Setting: Los Angeles and Vermont

SPOILERS!

Annie Harlow grew up on a sugar maple farm in Vermont, but she’s enjoying her new life in LA, married to a charming husband, working at her dream career, and at last, expecting her first baby. Then the world comes crashing down on her — quite literally. A piece of equipment falls on her head, causing TBI, traumatic brain injury. Annie wakes up in a hospital to find that everything has changed while she was asleep, including her. She’s back home in Vermont and now she has to rebuild her whole life.

I’m torn whether this one counts for the Read Diverse Books challenge. Annie might be a minority, but I’m not quite sure on that part. The author never makes it clear, just says that she’s “too ethnic” to be on camera (according to a network, not the author). But the TBI does cause some major soul searching on Annie’s part as she has to relearn how to talk, walk, and survive on her own.
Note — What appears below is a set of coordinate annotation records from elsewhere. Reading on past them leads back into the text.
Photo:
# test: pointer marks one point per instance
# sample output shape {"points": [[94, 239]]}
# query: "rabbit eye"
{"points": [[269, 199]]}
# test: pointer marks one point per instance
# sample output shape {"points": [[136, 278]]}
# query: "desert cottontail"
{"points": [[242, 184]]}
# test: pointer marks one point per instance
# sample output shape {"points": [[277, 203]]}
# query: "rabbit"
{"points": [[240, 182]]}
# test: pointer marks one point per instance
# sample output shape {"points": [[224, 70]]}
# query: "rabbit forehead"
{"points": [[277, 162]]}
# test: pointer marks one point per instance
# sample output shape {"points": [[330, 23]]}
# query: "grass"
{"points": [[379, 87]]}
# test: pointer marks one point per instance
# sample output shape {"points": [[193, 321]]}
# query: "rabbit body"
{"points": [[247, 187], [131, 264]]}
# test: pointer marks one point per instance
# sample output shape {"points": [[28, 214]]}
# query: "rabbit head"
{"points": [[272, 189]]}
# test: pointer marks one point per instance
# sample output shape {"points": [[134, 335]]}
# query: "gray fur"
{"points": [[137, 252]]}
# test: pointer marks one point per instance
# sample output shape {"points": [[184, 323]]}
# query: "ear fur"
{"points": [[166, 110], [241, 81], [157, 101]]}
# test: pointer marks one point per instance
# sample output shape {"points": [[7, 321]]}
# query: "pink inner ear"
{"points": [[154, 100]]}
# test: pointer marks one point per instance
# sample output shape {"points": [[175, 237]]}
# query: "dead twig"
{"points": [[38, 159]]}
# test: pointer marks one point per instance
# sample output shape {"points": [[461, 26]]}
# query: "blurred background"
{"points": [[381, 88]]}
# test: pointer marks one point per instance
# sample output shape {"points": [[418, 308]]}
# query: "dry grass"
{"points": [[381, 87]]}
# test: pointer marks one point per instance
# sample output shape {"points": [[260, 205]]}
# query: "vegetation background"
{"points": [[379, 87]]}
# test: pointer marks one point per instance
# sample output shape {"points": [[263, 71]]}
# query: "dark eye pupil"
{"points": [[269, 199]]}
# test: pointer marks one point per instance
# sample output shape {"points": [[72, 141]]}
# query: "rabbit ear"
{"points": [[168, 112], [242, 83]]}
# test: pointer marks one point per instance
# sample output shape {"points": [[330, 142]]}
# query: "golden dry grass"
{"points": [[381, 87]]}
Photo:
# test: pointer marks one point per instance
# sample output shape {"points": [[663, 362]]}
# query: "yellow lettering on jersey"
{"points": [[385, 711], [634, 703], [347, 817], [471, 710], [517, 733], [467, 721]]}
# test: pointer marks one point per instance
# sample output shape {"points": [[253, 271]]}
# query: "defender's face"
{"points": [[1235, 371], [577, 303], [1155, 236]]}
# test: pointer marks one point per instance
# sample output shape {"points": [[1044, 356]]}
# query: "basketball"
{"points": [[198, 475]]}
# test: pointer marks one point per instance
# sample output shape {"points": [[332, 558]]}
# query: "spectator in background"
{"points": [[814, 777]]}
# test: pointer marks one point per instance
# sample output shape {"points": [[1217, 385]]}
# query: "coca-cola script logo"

My problem is that the brain injury is treated so lightly. Yes, she is in a coma for an entire year. But so what? Does her family have a financial crisis because of this? Do they have to take out a second mortgage? Are creditors hounding them for payment? No. Is her family feeling the terrible strain of having to oversee her care while living their regular lives? Are they fighting over what should happen next? Are they exhausted from being at the hospital night and day? No.

And how about Annie? Does she suffer any lingering mental or physical handicap from her – let me emphasize here – TRAUMATIC BRAIN INJURY? No, not really. She’s even DRIVING a couple of weeks after going home. Seriously? Is she disfigured, scarred? Her muscles are atrophied, which I would expect, but the more serious problem is – wait for it – HER MANICURE IS RUINED!

OK, I know that TBI is a real thing. But this is not anything like realistic. It’s the absolute opposite, in fact. And given that, it really didn’t matter to me that the descriptions of Vermont read like a travel brochure, or that all the cooking in here made me crave maple syrup. I just couldn’t get past the ridiculous plot. I kept skipping all the flashbacks to see what happened right now, but Annie never had to deal with anything like what the real consequences would be.

I am NOT recommending this one. It has good reviews, but I just can’t bother with a book or an author who doesn’t do more research.

Currently reading The Wright Brothers by David McCullough, and I’ll tell you what, you cannot accuse the man of skimping on research.